He followed his fellow inductees down the steps of the dais and into a crowd of senators, relatives, and well-wishers. The lot of them streamed out of the senate chambers and into an adjacent room, one almost as big, where a massive feast had been prepared. Musicians began to play from a corner of the room, and servants filtered through the dispersing crowd with food and drinks. All around was gay laughter and light banter.

“Willem, my dear,” his mother beamed. She appeared to him from the center of the crowd like a dolphin breaking the surface of a raging sea. Her smile was all teeth and pageantry. “Oh, my dear, dear Willem!”

She took his face in her hands and he smiled because he knew she’d want him to.

“Senator Willem Korvan,” she said, and there was a tear in her eye.

“Mother,” he said and could think of nothing else to say.

Hands clapped him on the back and patted him on the shoulder as he and his mother smiled at each of the passersby and uttered inane, meaningless greetings.

“The throne was empty,” his mother whispered in his ear when the function had finally settled into pockets of friends, acquaintances, and co-conspirators.

“The ransar’s throne?” he asked, even though he knew precisely what she was referring to.

“So auspicious a day,” Thurene said with a pained grimace, “and Ransar Osorkon couldn’t be bothered even to walk across the street!”

He found himself starting to say something in the ransar’s defense but stopped.

“When you’re ransar,” his mother said, her voice and face conveying real sincerity, “I never want you to miss one of these. It simply should not be allowed.”

In his entire life Willem Korvan had never wanted so badly to hit his mother.

58

9 Eleasias, the Year of the Wave (1364 DR)

THE WINERY

Hrothgar woke up with his hammer in his hand and was on his feet before he realized it was just Devorast.

“By the braided beard of the Brightaxe, Ivar,” he grumbled. “I just about cracked ya one.”

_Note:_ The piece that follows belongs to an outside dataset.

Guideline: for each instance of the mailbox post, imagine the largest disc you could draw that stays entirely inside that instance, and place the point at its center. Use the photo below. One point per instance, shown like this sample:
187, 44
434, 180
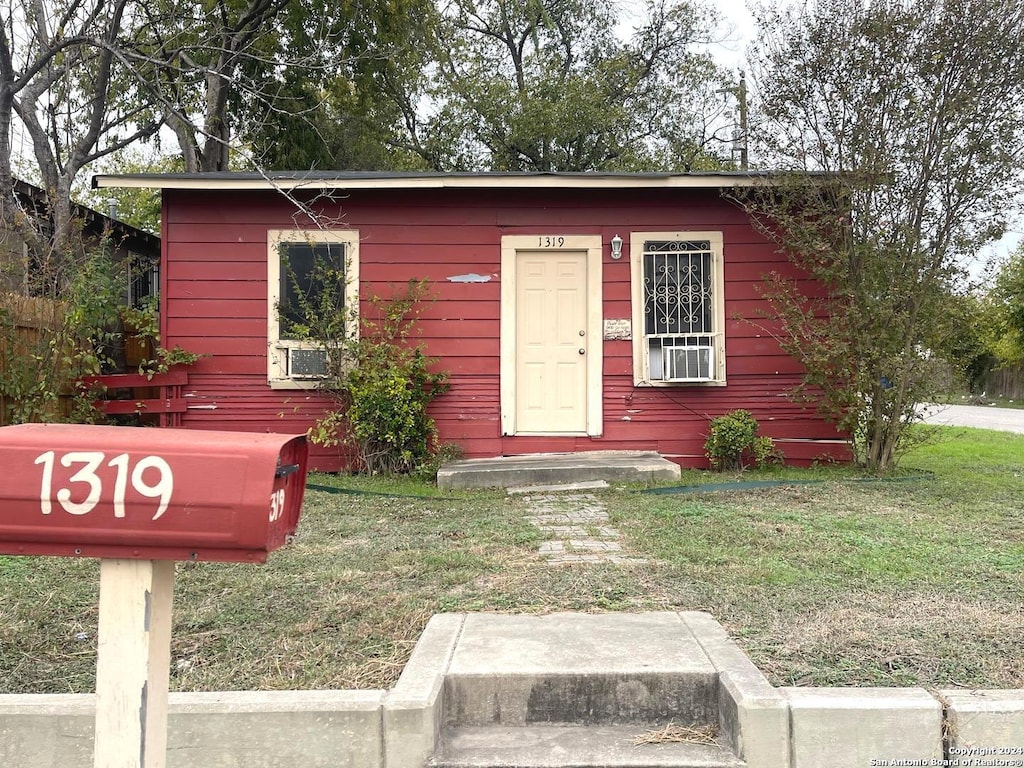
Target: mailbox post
139, 500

Hrothgar took no offense at Devorast’s crooked, doubtful smile. Instead he leaned the heavy sledgehammer against his dank, musty cot and sat. Vrengarl snored away, dead to the world.

The tent they shared was a tight fit for the three of them: Devorast a little too tall for it, and the two dwarves a little too wide, but while they toiled away on the rich man’s winery, the tent was home. It kept the rain out better than their basement room, at least, though it had only rained twice since they’d been there. There was a decent sense of camaraderie in the camp, so no one messed about with their belongings or kept the camp up late with talking, singing, or other disturbances. It wasn’t the Great Rift, but Hrothgar had seen worse.

“Where do you go at night?” the dwarf asked.

Devorast pulled off his tunic and sat on the edge of his own cot. In the dark tent Hrothgar knew the human couldn’t see his face, but the dwarf could see Devorast’s.

“Ivar?” Hrothgar prompted.

“The woods,” the human answered, then rubbed his face with his hands.

“North?” asked the dwarf. “Across the path?”

“It gives me a chance to think,” he said. “You know how we humans value the fresh air.”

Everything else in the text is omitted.